Two years ago, sensing that this special place might be lost forever if someone did not act to save it, Agnew began to create The Monarch Trail of Milwaukee County. Working by herself with a weed whip and a pair of garden shears, she blazed the route of a walking trail that begins at the Milwaukee County Parks headquarters building on Watertown Plank Road.

Since then, the trail has been formalized by recognition by the Parks Department of the Friends of the Monarch Trail as an official “Friends of the Parks” organization, and many trail and habitat improvements have been made. Several Boy Scouts have set about to earn their Eagle Scout ranking through community assistance projects on the trail.

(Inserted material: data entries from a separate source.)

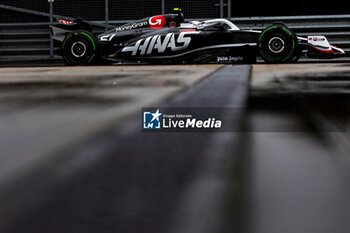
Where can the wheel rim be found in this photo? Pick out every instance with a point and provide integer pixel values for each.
(276, 45)
(78, 49)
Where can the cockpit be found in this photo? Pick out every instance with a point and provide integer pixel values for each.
(214, 24)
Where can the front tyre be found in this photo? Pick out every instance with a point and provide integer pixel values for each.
(278, 44)
(80, 48)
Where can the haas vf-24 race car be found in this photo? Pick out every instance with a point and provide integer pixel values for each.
(167, 39)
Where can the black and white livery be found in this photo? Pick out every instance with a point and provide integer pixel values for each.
(167, 39)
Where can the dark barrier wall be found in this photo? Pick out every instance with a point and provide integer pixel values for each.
(135, 9)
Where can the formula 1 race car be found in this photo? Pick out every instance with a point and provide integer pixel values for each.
(166, 39)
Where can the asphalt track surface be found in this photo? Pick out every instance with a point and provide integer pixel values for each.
(74, 157)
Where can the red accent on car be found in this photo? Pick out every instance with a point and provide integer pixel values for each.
(188, 30)
(323, 51)
(172, 24)
(157, 22)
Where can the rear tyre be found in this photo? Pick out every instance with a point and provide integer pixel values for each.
(80, 48)
(278, 44)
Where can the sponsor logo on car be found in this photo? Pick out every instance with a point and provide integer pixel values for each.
(132, 26)
(67, 22)
(156, 44)
(157, 22)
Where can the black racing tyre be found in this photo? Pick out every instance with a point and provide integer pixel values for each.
(80, 48)
(278, 44)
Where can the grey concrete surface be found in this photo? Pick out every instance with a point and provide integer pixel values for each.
(74, 158)
(45, 109)
(299, 177)
(139, 182)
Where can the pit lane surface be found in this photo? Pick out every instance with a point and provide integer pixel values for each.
(74, 158)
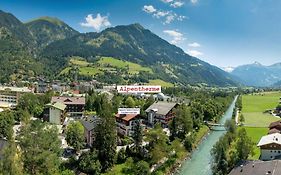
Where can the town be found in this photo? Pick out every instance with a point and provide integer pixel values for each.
(87, 119)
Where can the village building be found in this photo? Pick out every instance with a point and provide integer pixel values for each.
(9, 96)
(74, 105)
(270, 146)
(161, 112)
(258, 167)
(3, 145)
(57, 112)
(126, 123)
(89, 123)
(275, 127)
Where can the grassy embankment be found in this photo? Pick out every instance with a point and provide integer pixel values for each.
(256, 121)
(117, 169)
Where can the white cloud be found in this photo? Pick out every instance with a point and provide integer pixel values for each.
(170, 18)
(177, 4)
(96, 23)
(166, 16)
(194, 44)
(193, 1)
(181, 18)
(149, 9)
(160, 14)
(177, 37)
(194, 53)
(167, 1)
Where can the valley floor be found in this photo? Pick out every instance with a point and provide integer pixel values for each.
(256, 121)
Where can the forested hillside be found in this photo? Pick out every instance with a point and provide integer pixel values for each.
(46, 46)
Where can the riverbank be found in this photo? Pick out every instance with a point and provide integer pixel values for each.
(200, 160)
(200, 136)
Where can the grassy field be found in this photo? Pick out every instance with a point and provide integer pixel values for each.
(104, 64)
(255, 105)
(161, 83)
(256, 134)
(133, 67)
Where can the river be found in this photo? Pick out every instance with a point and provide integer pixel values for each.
(199, 162)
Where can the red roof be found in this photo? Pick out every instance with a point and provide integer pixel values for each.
(273, 130)
(274, 124)
(70, 100)
(126, 117)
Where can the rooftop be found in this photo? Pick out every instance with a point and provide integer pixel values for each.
(90, 122)
(162, 107)
(274, 124)
(126, 117)
(57, 105)
(69, 100)
(15, 89)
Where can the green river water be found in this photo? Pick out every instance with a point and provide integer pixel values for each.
(199, 162)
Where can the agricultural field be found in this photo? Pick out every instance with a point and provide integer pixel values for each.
(161, 83)
(104, 64)
(256, 121)
(255, 134)
(255, 105)
(133, 67)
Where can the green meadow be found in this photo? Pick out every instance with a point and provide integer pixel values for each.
(255, 134)
(104, 64)
(256, 121)
(161, 83)
(255, 105)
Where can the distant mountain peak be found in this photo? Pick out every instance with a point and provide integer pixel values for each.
(257, 63)
(52, 20)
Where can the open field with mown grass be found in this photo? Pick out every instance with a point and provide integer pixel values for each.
(133, 67)
(255, 134)
(161, 83)
(255, 105)
(104, 64)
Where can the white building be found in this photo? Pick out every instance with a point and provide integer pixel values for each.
(270, 146)
(56, 112)
(126, 123)
(9, 96)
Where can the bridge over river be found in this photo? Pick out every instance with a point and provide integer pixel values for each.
(200, 161)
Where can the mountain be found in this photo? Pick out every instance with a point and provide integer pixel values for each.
(11, 26)
(46, 30)
(228, 69)
(257, 74)
(47, 46)
(16, 50)
(138, 45)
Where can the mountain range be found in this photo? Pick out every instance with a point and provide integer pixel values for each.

We have created trail signage, built footbridges, and planted trees and endangered species of milkweed (the only larval food source for the monarch butterfly). We have also led perhaps a thousand area residents and visitors from afar on tours of the Grounds during the monarch migration season this year.

To a person, these many, many visitors have said, “This is truly marvelous. I hope everything is being done to protect it.”

Unfortunately, that is not the case. As mentioned, the preliminary plan developed by UWM needlessly calls for destroying nearly all natural habitat, including the monarch roost sites themselves, and replacing it with roadways, parking lots, manicured lawns and plazas more suited to the mid-20th Century country club mentality than to the sustainable demands of the early 21st Century.

It does not have to be so. With a little sensitivity and imagination, UWM could easily design its engineering center within the boundaries set by popular consensus some eight years ago, and within the rational and foresighted horizons of current thinking and understanding. UWM could, in fact, make so much more of a statement in its modern engineering complex by embracing modernity and giving us a naturalized, site-sensitive, zero-carbon penalty design that might indeed become the kind of world-class model it declares it wishes to have.

Or, it could proceed with the long and now, finally, ending story of the dismemberment of the County Grounds, and with it the Public Trust.

Write, call or e-mail your county supervisor and let him or her know what you would rather see on the County Grounds: butterflies and budding green engineers, or bulldozers and a blighted, sterile landscape?